For the sake of argument, we could go even further and assume we live in a world in which LLMs are capable of some kind of phenomenal experience driven by sensory input. Even if they did have such experiences, their production of false text still would not count as a hallucination even then. This is because there is no way to know if an LLM has truly experienced the contents of the false information being output or is simply inclined to report false information.
As humans, we can invent all kinds of fictional information while never once actually hallucinating information in any sense of the word. It is precisely this capacity that allows fantasy writers to still function in their daily lives, despite producing text which often bears no resemblance to it. The same would be true for our hypothetical “experiencing” LLMs.
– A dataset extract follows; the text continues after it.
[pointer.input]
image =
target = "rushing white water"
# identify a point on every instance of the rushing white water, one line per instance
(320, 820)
For the sake of the argument, we could further suppose that the LLM is not simply playing or simulating a role but, in some sense, does indeed “believe” the text it is producing corresponds to some actual experience or knowledge. In this case, “delusion” would actually be a much better term than “hallucination.” Rather than referring to sensory perceptions which do not correspond to actual sensory information, delusions refer to beliefs that do not correspond to the state of reality. Like true hallucinations, delusions are typical most often in individuals experiencing psychotic episodes or other forms of severe mental disorder.
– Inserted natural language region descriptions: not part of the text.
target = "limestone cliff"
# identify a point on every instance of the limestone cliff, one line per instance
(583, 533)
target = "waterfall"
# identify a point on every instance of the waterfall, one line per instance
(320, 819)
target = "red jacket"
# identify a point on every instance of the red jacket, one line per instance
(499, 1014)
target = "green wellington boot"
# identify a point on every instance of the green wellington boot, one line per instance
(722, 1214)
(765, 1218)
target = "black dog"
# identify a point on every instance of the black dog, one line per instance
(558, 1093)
Here again, we run into a similar issue as before. Just as there is no sense in which LLMs have phenomenal experience, there is likewise no sense in which they can be said to hold specific beliefs about the world. That said, there have been arguments made pointing out that the representations within the networks themselves could “mean” something in a way analogous to meaning in our own brains. Meaning and belief are two different things, however. Just because an internal representation of “dog” might capture the meaning of a dog, an LLM outputting the text “I am a dog” says nothing about the actual beliefs of the network. It could just be stating false information or making up facts because it is simulating a specific role or persona for which such language would be appropriate. This is especially apparent in cases where querying an LLM about the truthfulness of its made-up facts will result in it sometimes conceding they are not true.
If not “hallucination” or “delusion,” then what term would be appropriate? Despite it representing less than polite language, I actually agree with a number of commentators who suggest “bullshitting” as a term that captures quite accurately what is really going on in these models. Rather than lying, which like a delusion, would require the model to hold some true beliefs about the world, bullshitting suggests the model has no meaningful relationship to either beliefs or truth, which is indeed the state of current models.
I have also heard “confabulation” used, which likewise avoids connotations of belief or perception. For my own taste, I think the more prosaic “making things up” also captures the essence of what is going on just as well. All three are certainly better than the continued trend toward using anthropomorphic language for LLMs, specifically language which has meanings specifically related to human psychopathology. Such language only serves to reinforce the misguided notion that these tools are (or could one day be) sentient, which takes away both from the real risks as well as the real promises of AI.